The commission expects lower interest rates to enable firms to revive production, creating more jobs.
It also said considering dollar deposit interest rates in other countries (0.5-0.75 per cent in the US), further cuts in deposit interest rates in Viet Nam would not affect the exchange rate.
It would not cause people to withdraw their savings to invest in other asset classes either, thus not jeopardising banks'liquidity situation.
Banks' response
Nguyen Hoanh Minh, deputy director of the State Bank of Viet Nam's HCM City branch, told a recent conference that banks would continue to cut lending interest rates this year, especially for five priority sectors.

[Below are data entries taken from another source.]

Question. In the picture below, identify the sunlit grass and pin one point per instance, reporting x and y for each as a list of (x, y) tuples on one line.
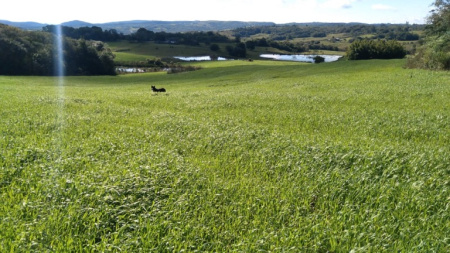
[(238, 156)]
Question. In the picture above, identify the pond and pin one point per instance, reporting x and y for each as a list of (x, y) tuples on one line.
[(199, 58), (300, 57)]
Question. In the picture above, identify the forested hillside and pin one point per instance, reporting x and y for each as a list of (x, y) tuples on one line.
[(33, 53)]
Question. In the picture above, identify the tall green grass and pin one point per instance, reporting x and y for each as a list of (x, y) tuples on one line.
[(239, 156)]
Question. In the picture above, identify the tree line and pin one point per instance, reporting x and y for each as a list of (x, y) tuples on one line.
[(141, 35), (287, 32), (434, 53), (33, 53)]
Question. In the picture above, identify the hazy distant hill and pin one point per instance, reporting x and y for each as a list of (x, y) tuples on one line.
[(127, 27), (24, 25)]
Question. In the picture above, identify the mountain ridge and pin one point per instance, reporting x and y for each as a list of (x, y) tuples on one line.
[(130, 26)]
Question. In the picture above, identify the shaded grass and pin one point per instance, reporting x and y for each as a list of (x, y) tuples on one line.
[(239, 156)]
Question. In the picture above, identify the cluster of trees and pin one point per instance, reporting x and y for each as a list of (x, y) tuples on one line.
[(435, 50), (87, 33), (375, 49), (319, 30), (141, 35), (34, 53)]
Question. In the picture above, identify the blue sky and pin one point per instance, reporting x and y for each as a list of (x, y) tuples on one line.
[(278, 11)]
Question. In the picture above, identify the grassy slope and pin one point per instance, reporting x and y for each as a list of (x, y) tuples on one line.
[(126, 51), (238, 156)]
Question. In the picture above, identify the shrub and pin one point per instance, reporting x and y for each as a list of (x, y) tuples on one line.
[(380, 49)]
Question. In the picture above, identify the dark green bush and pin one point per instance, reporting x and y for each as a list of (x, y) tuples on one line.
[(375, 49)]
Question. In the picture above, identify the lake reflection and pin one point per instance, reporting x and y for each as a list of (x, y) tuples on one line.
[(300, 57)]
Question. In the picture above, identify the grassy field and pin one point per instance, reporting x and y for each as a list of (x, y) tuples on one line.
[(236, 157), (126, 51)]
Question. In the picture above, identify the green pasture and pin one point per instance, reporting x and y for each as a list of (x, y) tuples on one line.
[(132, 51), (262, 156)]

HCM City-based banks are expected to lend over VND200 trillion (US$9.60 bllion) to businesses this year.
"Credit mechanisms, more comfortable interest rates, and attaching priority to [lending for] production and trading activities, particularly by small and medium-sized enterprises, enable banks to ensure availability of funds for companies in 2013," Minh said.
Banks will also step up lending in foreign currencies by increasing the categories of eligible borrowers.
They are likely to remove the current 16 per cent cap on lending to property projects and consumer and securities loans, and cut the rates on loans for real-estate projects to below 15 per cent.
But analysts warned that it would be difficult to make sharp cuts in interest rates to 5-8 per cent immediately.
Economist and NA member Dr Tran Du Lich said businesses rely strongly on banks for funds.
In Viet Nam, 97 per cent of all loans are provided by banks while in other countries medium – and long-term loans are provided by non-bank financial institutions, he said.
Interest rates are an outcome of market forces, so the central bank cannot force banks to lend at too low rates, he pointed out.
Besides, if the lending rates are too low, deposit rates would follow suit, forcing people to pull out their deposits to buy gold and foreign currencies, he warned.
Tran Anh Tuan, general director of the Nam A Joint Stock Commercial Bank, concurred with Lich, suggesting that loan interest rates should be around 11 per cent.